Brian Speice Photography
Daniel Bayer
Staff Writer
GREENSBORO-
The UNCG Faculty Senate will continue strengthening the university’s mission and the status of its faculty in 2016, according to Faculty Senate Chair Dr. Anne Wallace.
“The Faculty Senate’s primary responsibilities are promoting academic excellence, matters involving curriculum, teaching, classroom policies that affect student welfare and learning,” Wallace stated, “and insuring faculty welfare in areas ranging from credentialing and workload guidelines, to compensation and job security.”
Among the senate’s issues this year are reviewing the Academic Integrity Policy, addressing the compensation of non-tenure track faculty, and possibly enacting a new faculty office hours policy.
The senate will also seek out other matters that may need to be addressed, says Wallace.
“We’re also planning a series of conversations, beginning at our first meeting, in which we’ll take stock of Senate priorities and ways of doing business,” Wallace said. “These last few years have been years of large changes for our University, and it seems like a good time to ask ourselves if we are doing all we can to help govern UNCG.”
The UNC system has faced several challenges in 2016, including almost $1 billion in budget cuts and fallout from HB2.
In addition to NC-unique issues, the senate also faces higher education’s changing role in society, says Wallace.
“I think that many faculty feel that we are at, or past, some kind of turning point, in which how our work is valued has changed almost past recognition,” says Wallace. “This is not just a matter of salary, though it’s hard to ignore the fact that most faculty salaries, and this is true for staff too, have not increased by more than a few percentage points since 2008 and 2009. This year’s across-the-board 1.5 percent raise for all state employees will be the first increase for many of us in 8 years.”
“We are also struggling to understand the general devaluation, outside our university, of public higher education, and the increasing demands that we measure the value of teaching and scholarship in what seem to be mostly quantitative terms,” Wallace said. “So I feel a strong desire among faculty of all ranks and conditions to grapple with these sea-changes, both philosophically and practically. This is an area that the Senate must continue to address.”
Despite these challenges, Wallace says the senate will play an important role in determining the direction of the university.
“Another specific task we anticipate is being involved in the “strategic planning” which is ongoing at both the UNC system and the University level,” says Wallace, “is the long-range setting of goals and development of plans to reach those goals. While we will have little or no direct involvement at the system level, where the Chancellors are our campuses’ voices, we are eager to see how our University planning unfolds from here and to take part in it.”

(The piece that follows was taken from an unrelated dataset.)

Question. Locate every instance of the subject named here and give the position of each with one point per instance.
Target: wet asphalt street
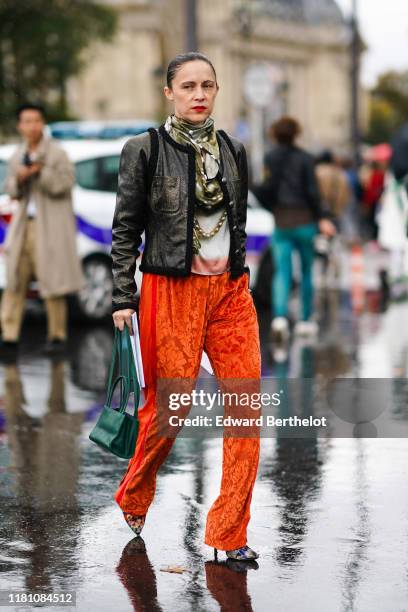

The senate will also re-shuffle members due to the creation of the new College of Visual and Performing Arts, says Wallace.
“We’ll be re-counting the faculty in each of the electoral divisions, and then re-apportioning the Senate seats so that faculty across the University will be properly represented,” says Wallace.
The first fall Faculty Senate meeting will be held at 3 PM on Wednesday, August 31 in the Alumni House’s Virginia Dare Room, and will be open to the public.